I'd like to particularly know why you consider this innovative. To read data with cameras and act on that is obvious, why should that make it innovative.
Terrin said on Monday, 11 June 2007
Multi-touch is great for some things, but not so much so for others. I suggest for home computers it is not that practical. Most of all, typing on a screen is not a super fast process compared to typing on a keyboard.
ALso, Surface uses cameras below the surface. I cannot see that approach used in small devices like phones or notebooks. Also, Apple has patented its multi-touch system.
brotherStefan said on Monday, 11 June 2007
Anybody remember seeing Apple's recent patent for an LCD screen where each pixel also includes a camera cell? Now, THAT's innovation. Five cameras in a tub computer? Not so much.
Robert said on Monday, 11 June 2007
Surface sounds like the light pen of the 80s tied to a projection TV given bar code reading ability. Hardly a new interface. Definitely not new technology.
Swampthing said on Monday, 11 June 2007
Microsoft was pushing mobility. Apple took it to the next level or did they? Why would Microsoft have the consumer sit around their PC coffee table? Now I have to go looking for a coffee table.
Swampthing said on Monday, 11 June 2007
How does Microsoft's Surface help me shop while walking thru the isles of Best Buy for an object? With a web enabled mobile device, a consumer / web user could click on a, 1D, 2D, UPC, QR, slogan, logo, trademark, keyword, RFID, etc. and get price comparison, location, watch a preview of a movie, get a schedule, get a coupon, click on link of a short story (like the WSJ) that goes to the whole story, concert tickets, sent instantly back to me on my mobile device. So really how innovative is Microsoft and their new Surface PC table? Who will have the upper hand?

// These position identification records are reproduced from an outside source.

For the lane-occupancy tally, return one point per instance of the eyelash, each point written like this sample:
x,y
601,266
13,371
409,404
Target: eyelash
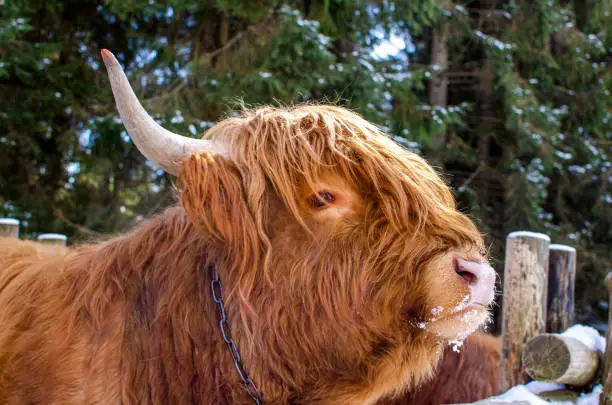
x,y
321,199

IMO, all Apple needs to do is talk to Neomedia to introduce a mobile platform for the iPhone.
Qode, a mobile platform, offers one click to content.
Go to
www.qode.com.
Tired of the pundits, press, and users all jumping to report the same thing about MSFT over and over?
Synthmeister said on Monday, 11 June 2007
Surface is barely a proof-of-concept idea. It's up to vendors and customers to come up with something useful. iPhone will be an actual, working product with a clear function and comes tomarket in less than a month and your average, middle class professional can afford one. (And will provide a fourth revenue stream to Apple's bottom line.
iPhone leverages Mac OS X in a handheld device with less than 4 gigs memory. Surface leverages Vista in a device the size of your kitchen sink and more cameras and projectors than your local Best Buy keeps in it's inventory.
B. Buehler said on Monday, 11 June 2007
Let's microsucks ship the product first. That would be a miracle in itself. Seeing how well they implemented Zune... well thought out, amazing colors... oh stop it the laughing hurts too much. One thing that did impress is microsoft copied the entire iPod look for surface. No one ever siad they were an innovator
dorian said on Monday, 11 June 2007
I agree with jMan. I don't see where MS has beat Apple at anything. The software barrows tremendously from the iPhone so thats that. And the 5 camera system doesn't seem to efficient. As another reader mentioned, how are they going to place 5 cameras into an LCD? Vistas if full of bugs and Surface is probably the same. I actually have to see this thing to believe it. The idea that MS has released Vista, a second rate OS at the same time are realeasing this futuristing item, doesn't jive. Something is not right.
I say, Apple will most likely have something with the elegance of the iPhone and loaded with Core Animation sooner than MS will have a realiable product that can be used in anything that is not 3' tall.